Any advice would be gratefully received and I’m very much looking forward to seeing this splendid island next year!



There are tons of scholarships on the Island, but I would not expect the level of education to be commensurate with the UK. Taiwan has unwisely allowed tons of people to litter the Island via scholarship from some of the poorest countries on Earth. Most of these people will never leave, and they have intermarried with local people. The tragedy is that Taiwan is slowly changing from a second world country to a third world country. The education level for these programs is incredibly low. There are a couple of reasons for this. First, most of these programs claim to be offered in “English”. Of course, the textbooks are in English, but classes are delivered and tested in Mandarin. The programs are filled with second language learners from Taiwan and third world countries, and the result is that the English level and learning level that occurs is probably close to what you would expect in middle school in the UK.

Yes, I wasn’t expecting it to be equal to Britain, but still wished to further my study. I’m thinking that since Mandarin is an absolute must and is a language I have already started to study over the past year (bogged down in an hour a day of Rosetta Stone presently - more enjoyable than it sounds!), it would be the natural course to study it full time in a higher institution. Anything else would be second rate; to think, if I did have a masters or more in literature it would be extraneous over there. However, I think literature is more of a personal interest within me, rather than an academic pursuit,and has evolved my way of thinking and interpretation, qualities embedded within the psyche to be used in real life.

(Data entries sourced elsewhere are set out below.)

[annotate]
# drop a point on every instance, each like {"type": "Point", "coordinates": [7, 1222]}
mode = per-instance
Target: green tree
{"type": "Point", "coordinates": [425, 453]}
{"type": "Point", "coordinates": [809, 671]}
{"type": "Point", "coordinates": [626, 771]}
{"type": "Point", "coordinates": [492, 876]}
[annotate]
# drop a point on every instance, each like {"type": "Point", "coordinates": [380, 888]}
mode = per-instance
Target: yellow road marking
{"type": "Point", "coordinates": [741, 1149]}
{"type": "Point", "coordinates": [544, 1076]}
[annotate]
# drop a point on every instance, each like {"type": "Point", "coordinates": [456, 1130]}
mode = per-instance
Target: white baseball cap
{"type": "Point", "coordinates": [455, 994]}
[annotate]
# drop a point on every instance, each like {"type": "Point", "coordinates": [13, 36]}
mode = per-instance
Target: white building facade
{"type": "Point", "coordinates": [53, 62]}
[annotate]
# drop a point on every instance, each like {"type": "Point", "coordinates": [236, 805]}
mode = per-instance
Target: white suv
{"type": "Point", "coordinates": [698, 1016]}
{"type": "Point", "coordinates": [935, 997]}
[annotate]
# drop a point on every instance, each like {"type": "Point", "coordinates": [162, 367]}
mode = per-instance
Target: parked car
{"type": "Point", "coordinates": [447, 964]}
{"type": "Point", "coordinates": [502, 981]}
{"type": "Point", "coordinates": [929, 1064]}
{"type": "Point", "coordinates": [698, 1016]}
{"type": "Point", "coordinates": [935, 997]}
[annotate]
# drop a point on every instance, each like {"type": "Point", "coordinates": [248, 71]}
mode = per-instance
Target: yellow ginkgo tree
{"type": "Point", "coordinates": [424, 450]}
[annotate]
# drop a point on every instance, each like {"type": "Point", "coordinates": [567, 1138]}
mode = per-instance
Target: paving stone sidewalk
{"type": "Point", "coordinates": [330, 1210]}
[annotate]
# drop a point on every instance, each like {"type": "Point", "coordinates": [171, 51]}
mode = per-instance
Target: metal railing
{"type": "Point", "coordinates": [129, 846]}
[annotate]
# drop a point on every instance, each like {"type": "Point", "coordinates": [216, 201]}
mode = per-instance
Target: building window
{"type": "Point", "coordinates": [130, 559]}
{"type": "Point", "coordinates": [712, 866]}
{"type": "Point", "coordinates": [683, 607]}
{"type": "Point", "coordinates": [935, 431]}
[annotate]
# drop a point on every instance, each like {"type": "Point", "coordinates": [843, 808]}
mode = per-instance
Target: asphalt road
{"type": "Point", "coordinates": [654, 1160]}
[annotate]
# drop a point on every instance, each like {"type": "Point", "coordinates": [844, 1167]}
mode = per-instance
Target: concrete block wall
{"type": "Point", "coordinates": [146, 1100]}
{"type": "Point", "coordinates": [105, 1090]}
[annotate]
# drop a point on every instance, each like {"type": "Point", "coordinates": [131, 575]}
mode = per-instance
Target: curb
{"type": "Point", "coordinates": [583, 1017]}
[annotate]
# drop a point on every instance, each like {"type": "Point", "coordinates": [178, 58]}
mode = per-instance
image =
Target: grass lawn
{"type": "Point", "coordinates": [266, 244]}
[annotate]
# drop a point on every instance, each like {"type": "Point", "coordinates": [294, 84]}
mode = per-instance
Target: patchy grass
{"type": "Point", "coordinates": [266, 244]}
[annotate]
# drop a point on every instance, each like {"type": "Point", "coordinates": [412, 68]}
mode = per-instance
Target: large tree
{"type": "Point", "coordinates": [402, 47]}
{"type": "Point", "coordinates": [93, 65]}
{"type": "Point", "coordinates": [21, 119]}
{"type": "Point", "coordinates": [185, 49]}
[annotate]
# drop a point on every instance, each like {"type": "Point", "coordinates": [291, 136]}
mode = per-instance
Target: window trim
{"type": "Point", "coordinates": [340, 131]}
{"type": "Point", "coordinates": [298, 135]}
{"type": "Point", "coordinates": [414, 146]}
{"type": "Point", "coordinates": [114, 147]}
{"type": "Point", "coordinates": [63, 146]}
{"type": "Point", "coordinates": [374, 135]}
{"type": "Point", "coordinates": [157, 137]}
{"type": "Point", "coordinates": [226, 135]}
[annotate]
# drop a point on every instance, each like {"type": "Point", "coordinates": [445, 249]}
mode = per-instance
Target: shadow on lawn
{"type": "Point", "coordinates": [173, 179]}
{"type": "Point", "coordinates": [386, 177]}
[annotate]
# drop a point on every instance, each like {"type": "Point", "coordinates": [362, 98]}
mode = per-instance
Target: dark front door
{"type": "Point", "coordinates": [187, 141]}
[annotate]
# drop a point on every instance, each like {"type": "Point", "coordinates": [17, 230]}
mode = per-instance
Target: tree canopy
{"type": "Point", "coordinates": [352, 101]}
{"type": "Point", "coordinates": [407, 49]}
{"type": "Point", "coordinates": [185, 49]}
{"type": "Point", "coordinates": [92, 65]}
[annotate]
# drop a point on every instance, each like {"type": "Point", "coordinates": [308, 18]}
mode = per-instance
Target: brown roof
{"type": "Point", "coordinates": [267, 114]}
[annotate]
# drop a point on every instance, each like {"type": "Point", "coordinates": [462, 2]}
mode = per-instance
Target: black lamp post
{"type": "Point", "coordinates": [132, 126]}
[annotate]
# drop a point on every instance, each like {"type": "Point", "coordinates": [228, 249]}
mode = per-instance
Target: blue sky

Sorry to steer off course there, but thanks for the advice. My plan is to teach for a year or two, and to study Mandarin in my private time, until I can reach the standard they would require to enroll me onto a programme to study Mandarin at university. Do you think it would be wise to arrange a job beforehand and wait until I’m in Taiwan to look into the universities? Initially, I was just going to arrive in Taiwan with nothing arranged, but I’m going to organise something to be waiting for me, though, to be honest, I know what to expect from the teaching scenario, though I’m more than happy to teach but do not want to be quagmired in too many hours and unsympathetic school leaders driven purely by profit. How about the schools HESS and the like?

I see what you mean about the third world immigration tendency, it is also a stark aspect of Europe today, particularly in Britain.

Thanks man, your advice is sincerely appreciated, and if you knew of any university/employment websites I’d be very grateful.

Rob Quinn

There are a handful of good universities in Taiwan. Generally anything with the words “National” + “Taiwan” in the name is a solid school. Above poster is correct that most of the English language programs are not up to Anglo country standards.
Contact your local Taiwanese representative office and ask for help. I suggest calling or setting up an in-person appointment rather than e-mailing, as they might overlook an e-mail. You can apply for a scholarship with Taiwan’s government or with the school itself.
MA in Lit in Taiwan? If you were doing one in Taiwanese or Chinese Lit, I could see it being worthwhile (although extremely strenuous). English lit, not so much.

teaching requires two years prior experience, does it not?

Hi Rob,
This website has a lot of scholarships: studyintaiwan.org/scholarships.html. It has links to the university websites so you can find out more about what courses they offer and the scholarships.